Но Трой не пошел на приманку.

— Вы можете поручиться, что немцы начнут сдаваться? Нет? А я вот ручаюсь, что ваш грузовик, громкоговорители и вся эта возня привлекут внимание немцев; учитывая состояние моей роты и важность участка, который мы удерживаем, я хотел бы избежать этого.

Лаборд вытащил из кармана приказ, подписанный генералом Фарришем. В приказе говорилось, что группа, возглавляемая лейтенантом Лабордом, направляется для проведения тактической операции в расположение третьей роты и что третьей роте надлежит оказать ей необходимое содействие.

Пока Трой пробегал глазами приказ, Лаборд говорил:

— За последние несколько минут наша артиллерия послала немцам тысячи листовок. Они их теперь читают. Они подготовлены к нашему обращению.

— Не знаю… — Трой подошел к заднему борту грузовика и недоверчиво оглядел провода, приборные доски, репродукторы. — Я готов содействовать вам постольку, поскольку это не нанесет вреда моим людям и нашим позициям.

Бинг видел, что Лаборд не сговорится с этим капитаном. Ему нравилась точка зрения Троя, его чувство ответственности за своих солдат. Если бы Трой мог отговорить Лаборда от всей этой затеи, Бинг бы только порадовался. Но Трой в лучшем случае добьется лишь того, что Лаборд полезет вперед на свой страх и риск, и тогда черт знает что может случиться.
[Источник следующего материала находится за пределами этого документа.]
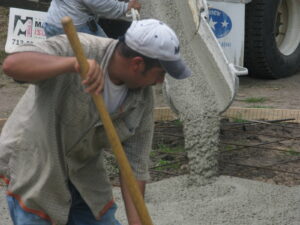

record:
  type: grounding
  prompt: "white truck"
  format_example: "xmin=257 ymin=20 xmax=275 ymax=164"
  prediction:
xmin=0 ymin=0 xmax=300 ymax=79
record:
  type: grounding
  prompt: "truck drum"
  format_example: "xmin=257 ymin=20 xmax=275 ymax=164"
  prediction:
xmin=245 ymin=0 xmax=300 ymax=79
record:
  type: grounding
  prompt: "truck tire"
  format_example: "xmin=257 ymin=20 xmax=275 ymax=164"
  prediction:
xmin=244 ymin=0 xmax=300 ymax=79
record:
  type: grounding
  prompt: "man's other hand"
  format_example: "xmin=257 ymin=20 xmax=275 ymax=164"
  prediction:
xmin=128 ymin=0 xmax=141 ymax=11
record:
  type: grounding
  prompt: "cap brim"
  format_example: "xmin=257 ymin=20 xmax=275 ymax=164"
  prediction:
xmin=159 ymin=59 xmax=191 ymax=79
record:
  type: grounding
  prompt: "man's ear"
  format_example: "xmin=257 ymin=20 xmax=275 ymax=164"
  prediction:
xmin=131 ymin=56 xmax=145 ymax=72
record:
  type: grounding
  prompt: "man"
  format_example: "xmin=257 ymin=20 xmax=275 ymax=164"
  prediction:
xmin=0 ymin=19 xmax=190 ymax=225
xmin=44 ymin=0 xmax=141 ymax=37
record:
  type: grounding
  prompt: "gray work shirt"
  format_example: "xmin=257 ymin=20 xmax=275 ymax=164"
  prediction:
xmin=46 ymin=0 xmax=128 ymax=27
xmin=0 ymin=34 xmax=153 ymax=225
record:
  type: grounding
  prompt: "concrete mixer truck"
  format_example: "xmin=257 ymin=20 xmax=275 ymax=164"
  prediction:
xmin=0 ymin=0 xmax=300 ymax=79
— Капитан, — сказал Бинг, — нельзя ли мне пойти с вами и ознакомиться с обстановкой? Грузовик пусть постоит здесь. А мы поищем место, откуда можно будет сделать передачу, не подвергая лишней опасности ни нас, ни ваших солдат.

Лицо Троя прояснилось.

— Сержант, — сказал он, — вот первые разумные слова, которые я слышу. Пошли!

Лаборд скорчил кислую гримасу, но возражать не стал.

Бинг еле поспевал за капитаном, шедшим широкими, размашистыми шагами, наклонив вперед голову, плечи и верхнюю часть туловища; такая походка стала для него привычной — она делала его менее заметной мишенью.

Они все еще шли вдоль изгороди. В поле с правой стороны мирно паслись коровы среди темных кругов голой земли.

— Воронки, — сказал Трой, словно он видел вопросительный взгляд Бинга. — Отличное попадание. Беда только в том, что бомбы падали с наших самолетов.

Когда изгородь кончилась, Трой остановился и заговорил с солдатом, в полном смысле слова выросшим из-под земли. Бинг не разобрал, о чем они говорили, но он видел, как солдат показал рукой вперед и Трой кивнул.

Перед ними лежало неогороженное холмистое поле, изрытое воронками от снарядов и ямами поменьше, в которых иногда что-то шевелилось. В воздухе стоял въедливый, приторный запах и слышалось глухое, упорное жужжание.